Os filmes de Sono Shion (園子温) são normalmente bastante violentos e subversivos. Desde a sua estreia com Suicide Club (Jisatsu Sākuru) em 2001, este realizador japonês tem chocado a audiência ao longo dos anos com filmes bastantes gráficos que não têm medo de abordar temáticas tabu. Este Riaru Onigokko (リアル鬼ごっこ), filme de 2015 inspirado no livro de Yusuke Yamada, não é excepção.
Mitsuko (Reina Triendl) é uma jovem inocente que adora escrever poemas. Um dia, enquanto se encontra a caminho de uma visita de estudo, um acontecimento bizarro mata todas as suas colegas de turma, fazendo com que esta comece a fugir da entidade bizarra que assassinou as suas amigas. Fugindo por entre dezenas de cadáveres, Mitsuko corre até chegar à sua escola, da qual esta não se lembra de fazer parte. Na escola encontra três raparigas suas amigas de longa data das quais Mitsuko não tem grandes lembranças, mas com as quais se identifica e cria quase instantaneamente laços de empatia. No entanto, acontecimentos bizarros voltam a acontecer na sua vida e fazem com que Mitsuko necessite novamente de fugir para salvar a sua vida, numa fuga que se prolonga por todo o filme e à qual se juntam mais duas personagens, Keiko (Mariko Shinoda) e Izumi (Erina Mano).

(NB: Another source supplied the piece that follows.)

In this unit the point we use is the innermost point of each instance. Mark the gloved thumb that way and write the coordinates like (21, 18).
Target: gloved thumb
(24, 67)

Riaru Onigokko é um filme surpreendente. Publicitado como uma espécie de Battle Royale com um elenco totalmente feminino, este filme de terror/acção acaba por se tornar psicologicamente mais perturbante do que seria de esperar no início. O mundo de Riaru Onigokko é completamente surrealista, sendo complicado para o espectador decifrar o que se está a passar durante a maior parte do tempo. As dúvidas quanto à vida de Mitsuko e quanto a calamidade que a persegue vão-se acumulando ao longo dos quase noventa minutos de filme, culminando num desfecho surpreendente que justifica a fama do realizador do filme como um dos autores mais subversivos de hoje em dia no Japão (e no mundo).
Embora a parte de horror psicológico seja a mais interessante do filme, este não deixa de ser extremamente violento e bastante gráfico. O filme é um festival de gore onde não faltam explosões, tiroteios, facadas, membros partidos, fracturas expostas e corpos cortados a meio, só não sendo visualmente mais perturbante graças ao fraco CGI utilizado durante todo o filme (provavelmente devido a razões de orçamento).
Embora o CGI não seja da melhor qualidade, a fotografia do filme compensa essa falha. A maior parte das cenas são filmadas de maneira belíssima, onde se destacam as cenas mais monótonas, havendo uma grande atenção ao pormenor durante todo o filme. Esta atenção ao pormenor faz com que as cenas de acção sejam convincentes mesmo quando os efeitos especiais não são da melhor qualidade.
Este festival de acção, violência, surrealismo e suspense fazem com que Riaru Onigokko se torne num filme que nunca é monótono, cativando o espectador do princípio até ao fim.
A performance das actrizes é bastante boa, destacando-se Reina Triendl no papel de protagonista. A actriz austro-japonesa consegue com sucesso transmitir todo o horror e desespero que o seu personagem sente perante os acontecimentos bizarros que acontecem à sua volta. Yuki Sakurai, que faz o papel de Aki, uma das melhores amigas de Mitsuko, está também em destaque, servindo de ajudante leal da protagonista. Aki é um dos personagens mais admiráveis do filme, especialmente nas cenas de acção em que entra. Keiko (Mariko Shinoda) e Erina Mano (Izumi), as outras duas protagonistas do filme, também são bastante competentes no seu papel, mas nenhuma delas brilha tanto como Reina Triendl.
A banda sonora do filme não contém muitas músicas, mas conta com três músicas excelentes dos gigantes do post-rock japonês MONO, que se adequam perfeitamente ao ambiente intenso e sombrio do filme, com especial destaque para a música “Pure as snow (Trails of the Winter Storm)” que se faz ouvir várias vezes ao longo do filme.
Riaru Onigokko é um filme que subverte os papéis estereotipados dos personagens do sexo feminino em muitas das obras da indústria japonesa, tornando-se numa viagem alucinante com um desfecho surpreendente, merecendo um lugar no patamar das melhores obras de Sono Shion.